FETÖ’nün spor ve sanat dünyasında da birçok üyesi bulunduğunun hatırlatılması üzerine Başkan Gökçek şunları söyledi:
“FETÖ’nun ilgilenmediği hiçbir konu yok. Asker, polis, bürokrasinin her çeşidiyle ilgileniyor. Sanatkarları da ele geçirmeye çalışıyor. Sporla da ilgileniyor. Fenerbahçe’yi ele geçirmeye çalıştılar. Her şeyi yapmaya çalışıyorlar. Gazeteleri ele geçirmeye çalışıyorlar. Televizyonlar kuruyorlar. Televizyon sahiplerine, büyük iş adamlarına şantajlar yapıyorlar. Futbol büyük bir silah, bunu kabul etmek lazım. Şikenin olduğuna yüzde yüz inanıyorum. Fenerbahçe’nin ele geçirilmesi işi. Fenerbahçe kulübünü ele geçirmeye çalışıyorlar. Açılan konuların hepsi veya birçoğu doğru. Şike var. Şike olduğuna ben her zaman inandım, inanıyorum. Ama şu takım, bu takım diye tartışma konusuna girmek istemiyorum. Burada Fenerbahçe Spor Kulübü’nü ele geçirmekti amaç. Çünkü Türkiye’nin en büyük kulübü. Sporun en büyük partisi de bu. Böyle bir kulübü ele geçirmek istiyor. Bunun sayesinde yapacağını yapacak. Aziz Yıldırım’ı da attırdı içeri. Çünkü hedef şike değil Fenerbahçe’ydi.”

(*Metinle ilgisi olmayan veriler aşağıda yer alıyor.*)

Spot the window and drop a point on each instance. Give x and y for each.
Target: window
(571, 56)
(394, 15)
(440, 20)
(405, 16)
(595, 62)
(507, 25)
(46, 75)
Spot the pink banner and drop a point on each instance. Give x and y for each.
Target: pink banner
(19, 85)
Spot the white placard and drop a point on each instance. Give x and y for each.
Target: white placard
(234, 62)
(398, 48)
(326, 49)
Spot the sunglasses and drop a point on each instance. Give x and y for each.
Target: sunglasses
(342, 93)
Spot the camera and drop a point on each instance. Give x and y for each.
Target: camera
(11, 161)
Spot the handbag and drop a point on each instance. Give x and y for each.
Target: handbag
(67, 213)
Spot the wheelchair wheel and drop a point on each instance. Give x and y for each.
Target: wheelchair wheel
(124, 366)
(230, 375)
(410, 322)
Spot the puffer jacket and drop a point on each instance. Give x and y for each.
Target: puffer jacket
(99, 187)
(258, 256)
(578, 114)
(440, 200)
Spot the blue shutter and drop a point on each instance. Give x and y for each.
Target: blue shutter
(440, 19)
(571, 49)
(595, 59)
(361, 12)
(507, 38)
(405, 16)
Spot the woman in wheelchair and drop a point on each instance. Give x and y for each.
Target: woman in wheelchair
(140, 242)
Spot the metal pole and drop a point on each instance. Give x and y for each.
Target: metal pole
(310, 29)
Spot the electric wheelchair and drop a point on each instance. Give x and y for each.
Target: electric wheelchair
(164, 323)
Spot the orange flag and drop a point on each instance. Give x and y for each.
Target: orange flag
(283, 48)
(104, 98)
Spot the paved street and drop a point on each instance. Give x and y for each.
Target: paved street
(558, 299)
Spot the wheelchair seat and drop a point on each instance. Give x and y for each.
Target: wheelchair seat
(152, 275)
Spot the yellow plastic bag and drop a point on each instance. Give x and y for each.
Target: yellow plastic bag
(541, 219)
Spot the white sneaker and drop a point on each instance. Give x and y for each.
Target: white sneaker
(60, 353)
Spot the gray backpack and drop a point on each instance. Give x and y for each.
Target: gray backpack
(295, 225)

“Fenerbahçe, FETÖ kulübü olacaktı”
Birçok futbolcu antrenörünü de kendilerine bağladıklarını anlatan Başkan Gökçek, “Türkiye’de şike vardı. İnşallah bundan sonra olmaz. Tartışılan tarihlerde yüzde yüz var. Bir takımı kastederek söylemiyorum. Hiçbiri alınmasın, ama şikenin olduğu yüzde bir milyon. Net bilgilerim var. Ama şike hadisesi Fenerbahçe’yi ele geçirmek için FETÖ tarafından kullanıldı. Fenerbahçe FETÖ kulübü olacaktı. Şu andan sonra etkili olacağını sanmıyorum” değerlendirmesini yaptı.